Kase could barely lift his head off the tree trunk. “I don’t think…I don’t think I can even swallow.”
If he hadn’t been so tired, that might have scared him more. What in the blazes was happening to him?
A hand supported the back of his neck. Wincing, he cracked open his eyes to see a canteen being brought to his lips and Hallie’s father looming above him. “Hydrate first. Then sleep. I’ll help.”
Kase let him, because he didn’t have enough energy to argue.
For the next hour, Stowe took the time and care to make sure he drank the entire canteen. He also supported him as he heaved one more time, then gave him more water.
The next thing he knew, a sharp, stabbing neck pain woke him from a dreamless sleep.
His eyes flew open, but they no longer hurt. He reached for his pistol, ready to fire.
But he let his hand fall when he found only the outline of his stolen Cerl hover and Stowe propped up against his packs, using the scarce moonlight to read some book with a leafy plant on the cover. A small, soft voice inside him wanted to ask if he could borrow it when the other man finished.
He didn’t. Mostly because he wasn’t sure if he could hold the book long enough to read without his arms giving out.

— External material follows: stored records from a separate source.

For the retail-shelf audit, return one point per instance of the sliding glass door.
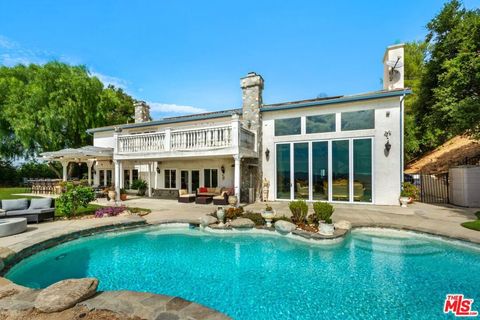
(283, 171)
(301, 171)
(335, 170)
(340, 171)
(320, 170)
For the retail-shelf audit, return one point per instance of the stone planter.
(112, 195)
(268, 216)
(232, 200)
(404, 201)
(326, 228)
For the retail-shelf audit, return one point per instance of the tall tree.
(49, 107)
(449, 95)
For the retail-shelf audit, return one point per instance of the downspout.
(402, 132)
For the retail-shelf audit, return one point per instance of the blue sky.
(188, 56)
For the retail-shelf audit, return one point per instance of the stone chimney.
(393, 67)
(252, 87)
(142, 111)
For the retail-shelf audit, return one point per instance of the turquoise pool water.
(371, 275)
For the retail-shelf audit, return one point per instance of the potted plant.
(141, 186)
(404, 198)
(324, 211)
(112, 194)
(268, 214)
(123, 194)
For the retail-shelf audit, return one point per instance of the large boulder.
(283, 226)
(242, 223)
(343, 224)
(65, 294)
(207, 220)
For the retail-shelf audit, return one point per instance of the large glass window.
(195, 180)
(321, 123)
(184, 179)
(358, 120)
(170, 178)
(210, 178)
(285, 127)
(362, 170)
(300, 170)
(320, 170)
(340, 171)
(283, 171)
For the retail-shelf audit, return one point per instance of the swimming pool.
(373, 274)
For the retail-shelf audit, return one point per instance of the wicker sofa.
(35, 210)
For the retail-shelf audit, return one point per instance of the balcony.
(228, 138)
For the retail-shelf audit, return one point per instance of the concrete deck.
(438, 220)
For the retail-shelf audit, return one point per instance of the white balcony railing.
(208, 138)
(145, 142)
(217, 137)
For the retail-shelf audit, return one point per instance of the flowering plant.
(109, 211)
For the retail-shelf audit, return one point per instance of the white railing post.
(168, 139)
(235, 131)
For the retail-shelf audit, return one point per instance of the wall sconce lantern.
(267, 154)
(388, 146)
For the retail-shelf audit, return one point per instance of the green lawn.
(474, 225)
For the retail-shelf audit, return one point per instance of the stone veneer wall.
(252, 88)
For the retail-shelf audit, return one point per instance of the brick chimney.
(252, 87)
(142, 111)
(393, 67)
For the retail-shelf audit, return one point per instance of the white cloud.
(171, 108)
(106, 79)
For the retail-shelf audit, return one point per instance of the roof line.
(343, 99)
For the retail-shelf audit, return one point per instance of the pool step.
(394, 245)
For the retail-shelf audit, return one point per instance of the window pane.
(184, 179)
(283, 171)
(321, 123)
(173, 179)
(362, 170)
(358, 120)
(167, 178)
(340, 171)
(206, 178)
(214, 178)
(284, 127)
(300, 154)
(320, 170)
(195, 180)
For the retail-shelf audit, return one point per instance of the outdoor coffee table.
(203, 200)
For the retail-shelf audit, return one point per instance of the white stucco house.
(338, 149)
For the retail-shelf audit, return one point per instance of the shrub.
(140, 185)
(409, 190)
(109, 211)
(232, 213)
(323, 211)
(299, 209)
(73, 198)
(255, 217)
(284, 218)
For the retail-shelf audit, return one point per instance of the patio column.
(117, 165)
(149, 178)
(237, 176)
(65, 167)
(89, 166)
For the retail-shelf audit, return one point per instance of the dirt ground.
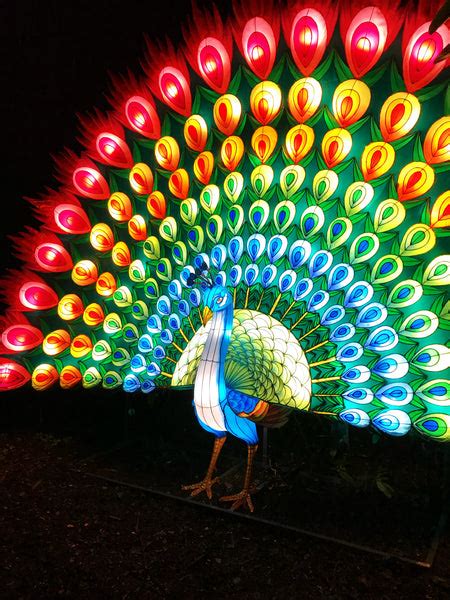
(66, 534)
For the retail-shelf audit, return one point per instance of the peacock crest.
(303, 172)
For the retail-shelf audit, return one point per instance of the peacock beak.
(207, 314)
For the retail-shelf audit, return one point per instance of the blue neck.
(227, 327)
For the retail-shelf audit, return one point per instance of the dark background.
(55, 61)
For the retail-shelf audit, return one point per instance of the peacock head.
(215, 299)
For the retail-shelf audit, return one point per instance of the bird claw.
(242, 499)
(201, 486)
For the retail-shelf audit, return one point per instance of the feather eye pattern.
(306, 175)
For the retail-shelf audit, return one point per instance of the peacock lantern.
(262, 217)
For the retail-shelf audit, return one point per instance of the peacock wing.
(264, 360)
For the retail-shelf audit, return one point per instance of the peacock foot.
(241, 499)
(201, 486)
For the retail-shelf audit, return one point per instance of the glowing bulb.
(306, 37)
(210, 65)
(426, 50)
(363, 44)
(89, 181)
(109, 148)
(171, 90)
(139, 119)
(257, 52)
(50, 255)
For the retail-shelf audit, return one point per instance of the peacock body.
(299, 193)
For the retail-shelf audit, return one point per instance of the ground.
(66, 534)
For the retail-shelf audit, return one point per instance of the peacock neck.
(209, 388)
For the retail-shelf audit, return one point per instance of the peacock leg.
(208, 481)
(244, 496)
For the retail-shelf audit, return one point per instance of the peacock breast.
(264, 360)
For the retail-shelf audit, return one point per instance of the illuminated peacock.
(262, 218)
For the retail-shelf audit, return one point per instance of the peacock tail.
(305, 171)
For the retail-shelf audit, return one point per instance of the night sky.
(55, 59)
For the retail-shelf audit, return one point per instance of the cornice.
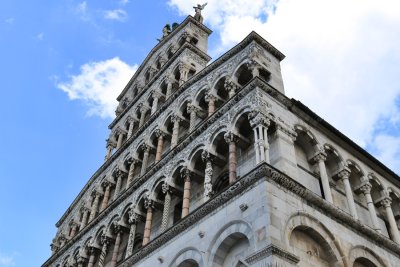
(311, 117)
(210, 68)
(269, 173)
(189, 19)
(180, 51)
(255, 82)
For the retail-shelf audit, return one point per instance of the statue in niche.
(198, 9)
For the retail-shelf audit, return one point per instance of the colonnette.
(212, 165)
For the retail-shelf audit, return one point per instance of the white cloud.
(6, 261)
(9, 20)
(116, 14)
(342, 56)
(98, 84)
(388, 150)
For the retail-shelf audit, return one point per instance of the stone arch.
(217, 132)
(234, 237)
(188, 257)
(361, 256)
(194, 151)
(114, 219)
(314, 230)
(241, 112)
(156, 185)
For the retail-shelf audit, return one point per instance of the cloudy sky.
(64, 62)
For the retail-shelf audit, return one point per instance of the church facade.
(210, 164)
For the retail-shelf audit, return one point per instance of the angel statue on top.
(198, 10)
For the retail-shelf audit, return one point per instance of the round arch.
(189, 254)
(225, 239)
(363, 254)
(310, 225)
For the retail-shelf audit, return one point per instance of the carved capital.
(134, 218)
(105, 240)
(148, 202)
(118, 173)
(344, 174)
(366, 188)
(192, 108)
(183, 67)
(145, 147)
(132, 160)
(257, 118)
(319, 156)
(161, 133)
(210, 97)
(110, 143)
(230, 137)
(176, 118)
(186, 173)
(166, 188)
(386, 202)
(252, 64)
(230, 85)
(207, 156)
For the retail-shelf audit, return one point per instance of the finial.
(198, 9)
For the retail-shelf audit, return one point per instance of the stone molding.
(272, 250)
(183, 149)
(216, 68)
(269, 173)
(170, 39)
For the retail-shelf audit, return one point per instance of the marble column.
(146, 151)
(155, 103)
(169, 81)
(167, 204)
(231, 139)
(85, 216)
(192, 110)
(320, 158)
(131, 172)
(149, 205)
(143, 111)
(105, 241)
(175, 131)
(230, 86)
(92, 256)
(160, 144)
(54, 248)
(81, 261)
(131, 125)
(118, 176)
(74, 229)
(210, 99)
(366, 189)
(186, 176)
(254, 68)
(344, 176)
(120, 138)
(394, 230)
(106, 196)
(260, 123)
(118, 232)
(132, 220)
(110, 147)
(208, 172)
(95, 206)
(184, 70)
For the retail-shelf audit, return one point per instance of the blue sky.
(63, 63)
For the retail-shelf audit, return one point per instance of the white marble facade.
(212, 165)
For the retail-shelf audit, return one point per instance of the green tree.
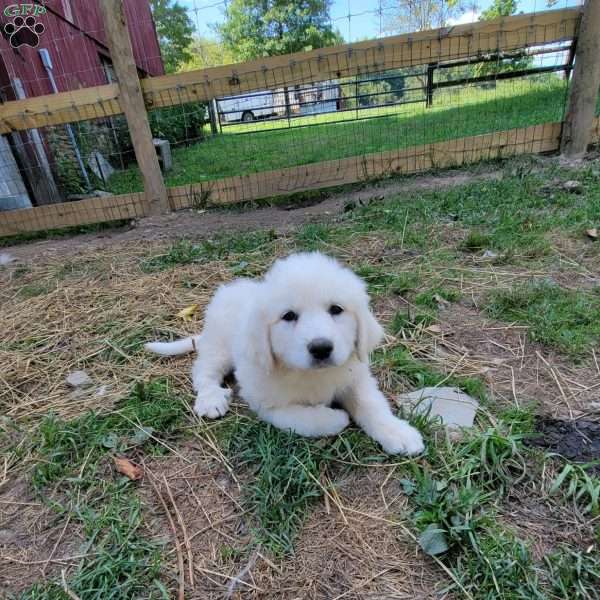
(502, 8)
(206, 52)
(255, 28)
(499, 8)
(405, 16)
(175, 29)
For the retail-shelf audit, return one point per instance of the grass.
(418, 253)
(472, 112)
(120, 561)
(560, 318)
(185, 252)
(150, 411)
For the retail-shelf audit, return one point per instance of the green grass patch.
(472, 112)
(419, 374)
(560, 318)
(286, 471)
(120, 561)
(185, 252)
(63, 446)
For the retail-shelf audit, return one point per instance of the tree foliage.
(255, 28)
(418, 15)
(499, 8)
(502, 8)
(175, 30)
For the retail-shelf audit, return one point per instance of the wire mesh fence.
(273, 126)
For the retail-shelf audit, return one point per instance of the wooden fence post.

Kase grumbled as he brought his hand up to rub his neck, but it caught on a thick blanket over his legs. He couldn’t seemuch in the waning gold of Secondmoon’s light, but the wool blanket glittered a soft blue color where the moonlight hit it. Like something had been woven into it.
Setting aside his read, Stowe looked up. Kase winced as the book met the ground. If Hallie had gotten her love of reading from her father, she must have gotten her respect for books from someone else; she would never commit such a heinous act as placing a perfectly good book on damp grass.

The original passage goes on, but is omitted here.